Par Raouf KHALSI

Ce n’est pas un coup de tonnerre et encore moins quelque chose d’inédit. « Sanctuaire » des droits humains, le parlement européen s’est fondu en vindictes à l’endroit de la Tunisie, enrobant le tout d’un vote de 496 voix contre 28 non et 13 abstentions et demandant à l’UE la suspension les programmes spécifiques de soutien aux ministères de la Justice et de l’Intérieur. C’est cousu de fil noir, dans la mesure où les édiles parlementaires européens jugent que ces deux ministères sont les supports de la politique de Kais Saied. M. Borell se frotte les mains.

Au demeurant, il n’y a pas à s’étonner de ce que le parlement européen prenne cette attitude, en ce moment précis  où la Tunisie négocie un virage déterminant avec le FMI. Moyen de pression ? Quelque part, oui.

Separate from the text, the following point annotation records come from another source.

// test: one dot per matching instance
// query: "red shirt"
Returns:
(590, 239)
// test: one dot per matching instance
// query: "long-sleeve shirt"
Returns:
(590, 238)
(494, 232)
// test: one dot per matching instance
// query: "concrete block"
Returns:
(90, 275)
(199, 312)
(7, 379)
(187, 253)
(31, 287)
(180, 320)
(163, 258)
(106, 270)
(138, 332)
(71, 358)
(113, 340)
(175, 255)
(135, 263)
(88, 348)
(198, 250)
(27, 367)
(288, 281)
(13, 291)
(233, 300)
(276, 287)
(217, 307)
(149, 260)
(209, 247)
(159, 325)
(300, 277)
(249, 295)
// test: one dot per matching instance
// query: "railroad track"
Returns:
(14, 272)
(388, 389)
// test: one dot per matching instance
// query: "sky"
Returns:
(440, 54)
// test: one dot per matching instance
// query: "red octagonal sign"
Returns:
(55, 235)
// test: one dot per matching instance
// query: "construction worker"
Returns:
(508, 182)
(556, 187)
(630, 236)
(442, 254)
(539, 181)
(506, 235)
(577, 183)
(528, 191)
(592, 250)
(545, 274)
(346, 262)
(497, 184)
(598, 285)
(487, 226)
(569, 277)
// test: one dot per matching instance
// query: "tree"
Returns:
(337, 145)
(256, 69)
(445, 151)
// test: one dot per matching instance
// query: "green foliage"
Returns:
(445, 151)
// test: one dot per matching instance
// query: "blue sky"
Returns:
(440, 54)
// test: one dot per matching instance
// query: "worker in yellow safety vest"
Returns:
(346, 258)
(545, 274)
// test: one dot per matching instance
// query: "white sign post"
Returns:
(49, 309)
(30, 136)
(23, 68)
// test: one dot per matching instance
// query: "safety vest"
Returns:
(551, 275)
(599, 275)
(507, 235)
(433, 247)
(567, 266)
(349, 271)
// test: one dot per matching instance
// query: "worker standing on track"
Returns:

En gros, les eurodéputés reprochent à la Tunisie « la détérioration de la situation des droits humains ». En filigrane, toute l’opération « mani puliti » enclenchée par l’Etat. En arrière-plan, le 25 juillet et, pour tout dire, Kais Saied.

S’il ne suffisait que d’être dévot et ancré aux soubresauts étrangers, cela ferait longtemps que la Tunisie aurait bradé sa propre souveraineté, comme elle a risqué de le faire durant les années de chape de plomb sous le régime ayant sévi durant une décennie de hautes turbulences.

S’il ne suffisait que de psalmodier la déclaration universelle des droits de l’homme, au mieux la Tunisie serait aujourd’hui un vulgaire perroquet, au pire un satellite vassalisé à des idéologies contre-nature.

Ici, il s’agit de souveraineté et de politique intérieure souveraine. Nos problèmes, nous les réglons entre nous.

La Justice tranchera et se prononcera sur ceux qui comparaîtront devant elle. Cela s’appelle là aussi « souveraineté ».

Sans doute, devrions-nous admettre que c’est là un gros chantier. Et c’est même le chemin le plus difficile pour qu’émerge enfin un Etat de droit.

La situation socioéconomique qui « inquiète » tant les eurodéputés ? Quel humanisme !

« Le discours raciste » à l’endroit des immigrés subsahariens ? Qu’en pensent les ailes populistes au sein du parlement européen, celles -là mêmes qui prônent le renvoi des immigrés chez eux, sans distinction de race, ni de couleur ?

Encore une fois, c’est une question de timing. Les droits humains ne s’accomplissent réellement nulle part dans le monde. Pas plus en Europe qu’en Tunisie. En ce qui nous concerne, nous avons encore du pain sur la planche. Mais les commandements venus d’une Europe qui s’en fait le héraut et  le défenseur acharné ne sauraient s’ériger en loi divine. Parce que le fait est là : la Tunisie est dans une logique souverainiste. En d’autres termes, elle n’est pas à vendre.